3
votes

I'm trying to run a code that uses psycopg2 to manipulate a Redshift instance. I have tried by importing a wheel file as I see they are supported in Glue python jobs. I see the library is installed in the endpoint when running but then I get an error:

import boto3
import psycopg2
Aug 4, 2020, 1:24:06 PM Pending execution
Processing ./glue-python-libs-92ng4pcb/psycopg2-2.8.5-cp36-cp36m-win_amd64.whl
Installing collected packages: psycopg2
Successfully installed psycopg2-2.8.5
Considering file without prefix as a python extra file s3://gluelibraries/boto3.zip
WARNING: The directory '/.cache/pip' or its parent directory is not owned or is not writable by the current user. The cache has been disabled. Check the permissions and owner of that directory. If executing pip with sudo, you may want sudo's -H flag.

2020-08-04T13:24:44.831+02:00
Traceback (most recent call last):
  File "/tmp/runscript.py", line 123, in <module>
    runpy.run_path(temp_file_path, run_name='__main__')
  File "/usr/local/lib/python3.6/runpy.py", line 263, in run_path
    pkg_name=pkg_name, script_name=fname)
  File "/usr/local/lib/python3.6/runpy.py", line 96, in _run_module_code
    mod_name, mod_spec, pkg_name, script_name)
  File "/usr/local/lib/python3.6/runpy.py", line 85, in _run_code
    exec(code, run_globals)
  File "/tmp/glue-python-scripts-1t08aq9n/postloading.py", line 6, in <module>
  File "/glue/lib/installation/psycopg2/__init__.py", line 51, in <module>
    from psycopg2._psycopg import (                     # noqa
ModuleNotFoundError: No module named 'psycopg2._psycopg'

During handling of the above exception, another exception occurred:

Traceback (most recent call last):
  File "/tmp/runscript.py", line 142, in <module>
    raise e_type(e_value).with_traceback(new_stack)
  File "/tmp/glue-python-scripts-1t08aq9n/postloading.py", line 6, in <module>
  File "/glue/lib/installation/psycopg2/__init__.py", line 51, in <module>
    from psycopg2._psycopg import (                     # noqa
ModuleNotFoundError: No module named 'psycopg2._psycopg'

Theoretically Glue jobs in python (contrary to pyspark jobs) should support non pure python libraries

6

6 Answers

1
votes

I have faced the similar issue with psycopg2 package. It is to do with the compatibility with Python runtime that is accessing the psycopg2 module.

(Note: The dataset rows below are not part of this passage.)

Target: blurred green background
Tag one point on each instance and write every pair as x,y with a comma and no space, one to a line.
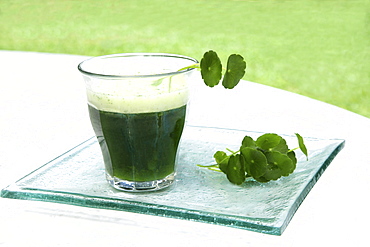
317,48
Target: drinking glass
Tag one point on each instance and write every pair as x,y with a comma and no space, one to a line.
137,105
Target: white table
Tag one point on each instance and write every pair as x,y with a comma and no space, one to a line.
43,114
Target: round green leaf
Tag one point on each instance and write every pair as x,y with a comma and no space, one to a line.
255,162
268,141
222,160
211,68
235,170
235,71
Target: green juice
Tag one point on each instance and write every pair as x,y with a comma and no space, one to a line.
139,147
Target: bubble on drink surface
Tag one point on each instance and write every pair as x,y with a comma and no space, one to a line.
140,95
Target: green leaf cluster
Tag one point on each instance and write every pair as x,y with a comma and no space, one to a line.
266,158
211,69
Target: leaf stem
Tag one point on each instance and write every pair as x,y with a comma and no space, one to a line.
193,66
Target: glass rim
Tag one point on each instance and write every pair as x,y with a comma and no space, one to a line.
90,73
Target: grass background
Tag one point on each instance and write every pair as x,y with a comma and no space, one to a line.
318,48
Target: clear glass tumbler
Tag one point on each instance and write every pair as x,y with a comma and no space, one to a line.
137,106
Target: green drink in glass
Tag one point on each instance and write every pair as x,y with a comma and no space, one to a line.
137,106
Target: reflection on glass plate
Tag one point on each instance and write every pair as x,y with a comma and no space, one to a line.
78,178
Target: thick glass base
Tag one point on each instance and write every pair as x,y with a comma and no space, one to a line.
130,186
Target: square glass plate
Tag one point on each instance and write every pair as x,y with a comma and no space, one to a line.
77,177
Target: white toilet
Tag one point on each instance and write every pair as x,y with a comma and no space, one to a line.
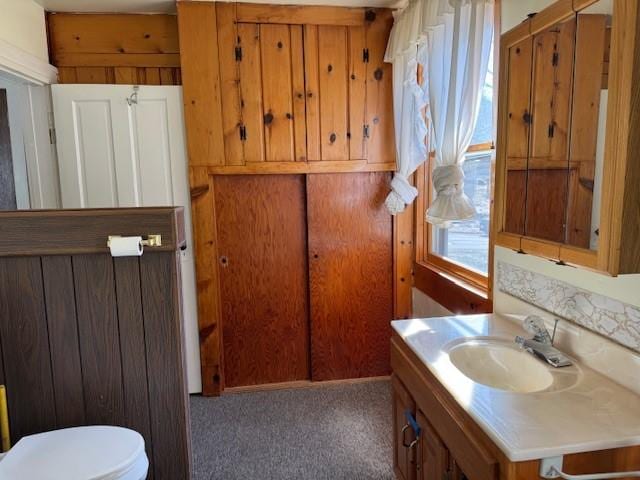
80,453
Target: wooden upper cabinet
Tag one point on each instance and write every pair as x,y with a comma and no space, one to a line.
300,92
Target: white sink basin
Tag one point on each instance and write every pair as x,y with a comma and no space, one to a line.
501,364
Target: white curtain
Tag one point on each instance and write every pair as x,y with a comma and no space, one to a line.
452,40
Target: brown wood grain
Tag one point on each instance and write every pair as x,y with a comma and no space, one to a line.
107,48
202,88
312,82
250,76
357,93
297,84
97,327
381,143
164,339
461,300
61,232
350,246
546,205
132,348
25,347
62,324
89,339
229,82
203,219
402,402
471,448
333,83
435,461
277,91
112,33
263,278
300,15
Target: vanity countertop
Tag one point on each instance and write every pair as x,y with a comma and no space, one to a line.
594,414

Follow this thread . Hope you'll have your solution. Using psycopg2 with Lambda to Update Redshift (Python)

1
votes

based on https://stackoverflow.com/a/58305654/4725074

Install psycopg2-binary into a directory and zip up the contents of that directory:

mkdir psycopg2-binary
cd psycopg2-binary
pip install psycopg2-binary -t  .
# in case using python3:
# python3 -m pip install --system psycopg2-binary -t  .
zip -r9 psycopg2.zip *

I then copied psycopg2.zip to an S3 bucket and add it as an extra Python library under "Python library path" in the Glue Spark job.

I then launched the job with the following script to verify if psycopg2 is present (the zip file will be downloaded by Glue into the directory in which the Job script is located)

from awsglue.transforms import *
from awsglue.utils import getResolvedOptions
from pyspark.context import SparkContext
from awsglue.context import GlueContext
from awsglue.job import Job
import sys
import os
import zipfile

## @params: [JOB_NAME]
args = getResolvedOptions(sys.argv, ['JOB_NAME'])

sc = SparkContext()
glueContext = GlueContext(sc)
spark = glueContext.spark_session
job = Job(glueContext)
job.init(args['JOB_NAME'], args)

zip_ref = zipfile.ZipFile('./psycopg2.zip', 'r')
print os.listdir('.')
zip_ref.extractall('/tmp/packages')
zip_ref.close()
sys.path.insert(0, '/tmp/packages')

import psycopg2
print(psycopg2.__version__)

job.commit()

This worked for me.

0
votes

Instead of psycopg2, try using pg8000 which is easy to install and it doesn't have c dependencies. Also, it is used by amazon in most of their internal projects.

0
votes

After having tried with pg8000 with a Python endpoint I got the following error:

Traceback (most recent call last):
  File "/tmp/runscript.py", line 123, in <module>
    runpy.run_path(temp_file_path, run_name='__main__')
  File "/usr/local/lib/python3.6/runpy.py", line 263, in run_path
    pkg_name=pkg_name, script_name=fname)
  File "/usr/local/lib/python3.6/runpy.py", line 96, in _run_module_code
    mod_name, mod_spec, pkg_name, script_name)
  File "/usr/local/lib/python3.6/runpy.py", line 85, in _run_code
    exec(code, run_globals)
  File "/tmp/glue-python-scripts-j7khvbvv/postloading.py", line 7, in <module>
ModuleNotFoundError: No module named 'pg8000'

During handling of the above exception, another exception occurred:

Traceback (most recent call last):
  File "/tmp/runscript.py", line 142, in <module>
    raise e_type(e_value).with_traceback(new_stack)
  File "/tmp/glue-python-scripts-j7khvbvv/postloading.py", line 7, in <module>
ModuleNotFoundError: No module named 'pg8000'

when using a pyspark endpoint I don't have this problem with the pg8000

0
votes

Now with Glue Version 2 you can pass in python libraries as parameters to Glue Jobs. I used pyscopg2-binary instead of pyscopg2 and it worked for me. Then in the code I did import psycopg2.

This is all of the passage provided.